AP Photo/Charlie Neibergall

Former Republican Sen. Rick Santorum plans to formally announce his 2012 presidential run the week of June 5, an aide tells CBS News.

The outspoken social conservative has been making his intentions clear for more than a year, and participated in the first Republican presidential debate in May.

Santorum, who hails from Pennsylvania, served two terms in the Senate before losing his 2006 reelection bid his reelection bid by 18 points, the worst loss for a sitting senator since before Ronald Reagan became president. Since then, he has kept up his profile among conservatives by working as a Fox News contributor and regularly guest-hosting Bill Bennett's radio show.

Santorum is expected to focus his campaign in the early voting states where social conservatives make up a sizeable portion of the GOP electorate - Iowa and South Carolina. In Iowa, 60 percent of Republican caucus-goers in 2008 identified as "born-again Christians."

Santorum became a target of the left for comments in 2003 in which he referenced polygamy, incest and "man on dog" sex in a conversation about homosexuality. The comment prompted sex advice columnist and gay rights activist Dan Savage to lead a charge to define the word "santorum" as a graphic term related to homosexual sex, creating a unique Google problem for the former senator.

In an interview with Hotsheet last year, Santorum said that he has "no problem from a public policy point of view with homosexuality."

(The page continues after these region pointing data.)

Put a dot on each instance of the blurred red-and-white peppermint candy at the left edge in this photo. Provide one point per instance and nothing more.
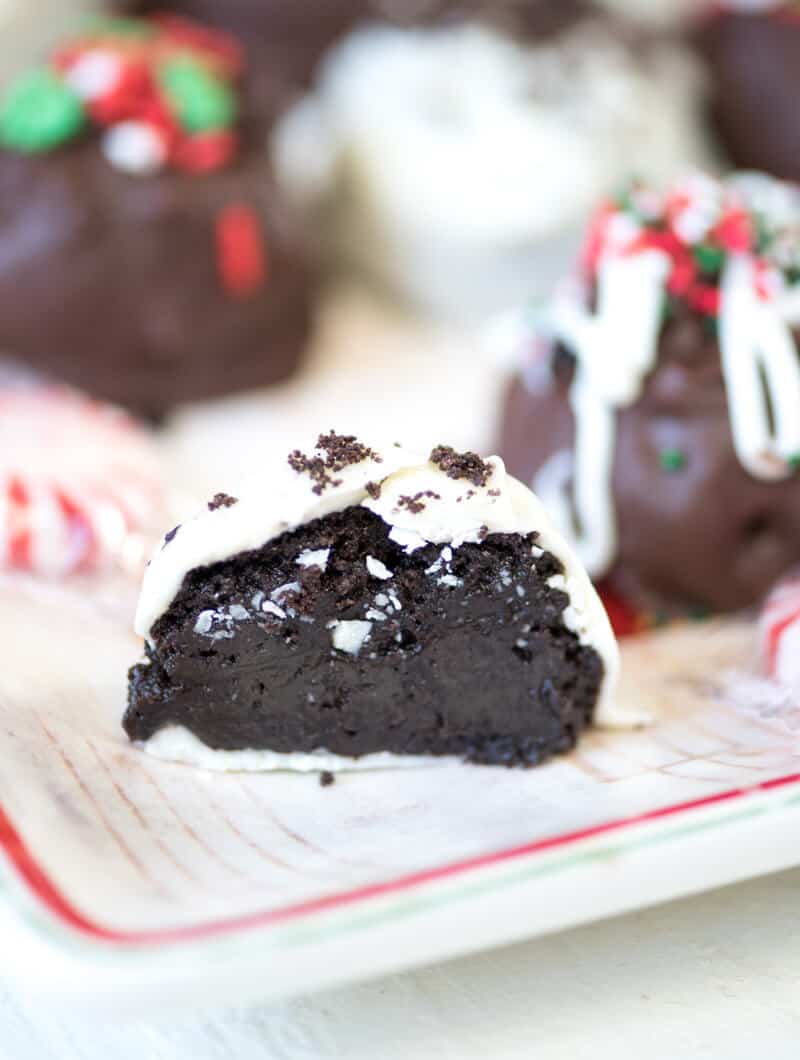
(80, 484)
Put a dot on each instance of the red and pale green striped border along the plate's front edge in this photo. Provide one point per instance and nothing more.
(34, 892)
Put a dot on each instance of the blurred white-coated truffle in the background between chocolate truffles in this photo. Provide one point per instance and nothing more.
(457, 163)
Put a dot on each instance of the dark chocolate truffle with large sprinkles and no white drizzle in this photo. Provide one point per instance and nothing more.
(145, 143)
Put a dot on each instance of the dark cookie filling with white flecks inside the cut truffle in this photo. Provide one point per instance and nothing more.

Asked about his personal feelings on the subject, Santorum said, "I have personal feelings on a lot of things." He added that people have a right to do what they want in the privacy of their own home. "There are things that people do that I think are good, there are things that are bad, that really doesn't matter much," he stated.

Santorum, who has aggressively criticized both his Republican presidential rivals and President Obama in recent months, told CBS News political analyst John Dickerson in Aprilthat the president does not see America as exceptional.  (Watch at left.)

There are five Republican candidates already officially in the race: Former Minnesota Gov. Tim Pawlenty, former House Speaker Newt Gingrich, former New Mexico Gov. Gary Johnson, former Godfather's Pizza CEO Herman Cain and Texas Rep. Ron Paul.

Santorum, who has made repeated stops in the early voting states of Iowa, New Hampshire and South Carolina in recent months, has barely registered in early polls of the GOP field.